Disease Prevention: Can Social Media Help Contain the Most Deadly Ebola Outbreak in History?

One of the most disturbing pieces of news to make the headlines today is the recent outbreak of Ebola in several different African countries. In fact, this is being touted as the deadliest outbreak of the disease in all of recorded history. While it may be interesting to see history unfold before our eyes, an event that takes countless innocent lives is a true tragedy.

By the numbers, this epidemic truly horrifies:

  • The strain of the virus currently ravaging Africa is called “Zaire ebolavirus,” and will kill close to 80 percent of all those infected. This is the deadliest strain out of all four types.
  • As of today, over 1,200 people have been infected in this recent outbreak. This is by far the largest spread of the disease in history, the last being in 2000-2001 with 425 reported infections.
  • Close to 700 people have already died in this outbreak, with many more projected to follow.

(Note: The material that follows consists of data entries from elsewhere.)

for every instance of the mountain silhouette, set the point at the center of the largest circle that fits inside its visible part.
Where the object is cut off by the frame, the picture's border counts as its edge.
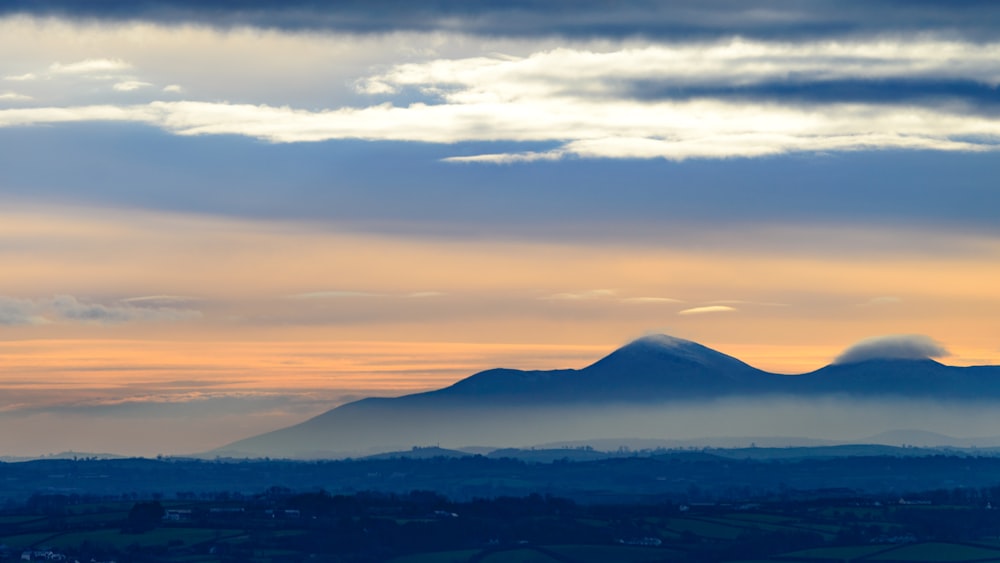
(657, 373)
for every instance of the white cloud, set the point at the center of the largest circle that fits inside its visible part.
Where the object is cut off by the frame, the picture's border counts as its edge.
(670, 130)
(883, 300)
(333, 295)
(586, 295)
(708, 309)
(19, 312)
(14, 96)
(69, 309)
(580, 98)
(130, 85)
(893, 347)
(651, 300)
(90, 66)
(28, 76)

Unlike other times in our history when similar tragedies occurred, we now have a tool that could prove to be one of the most effective of all: social media. As one of the most important aspects of controlling any type of epidemic is making sure it does not spread, the interconnectedness provided by social media could prove to stem the tide of sickness by informing potential victims of the dangers, as well as how to surmount them.

Ebola

Twitter is proving to be an excellent resource for anyone involved in the outbreak, as well as those who might be at risk. #FactsOnEbola, a Nigerian Twitter feed devoted to educating people on the different aspects of the virus, was started by Japheth Omojuwa, a Twitter blogger with an excess of 100,000 followers. It is chock full of tips on how to keep yourself safe, as well as information from suffering countries.

Over the border in Ghana, another African country in the throes of this epidemic, the Accra-based Citi 97.3FM radio station has launched another Twitter feed named #EbolaFacts. This feed, similarly to the one in Nigeria, disseminates facts about the virus itself, as well as different treatment options.

While information is not the only weapon we have against an outbreak like the one we are experiencing now, it has become enhanced by an order of magnitude with the inclusion of social media. With any luck, a combination of this information with effective treatment can curtail the spread before it becomes a truly unmanageable epidemic.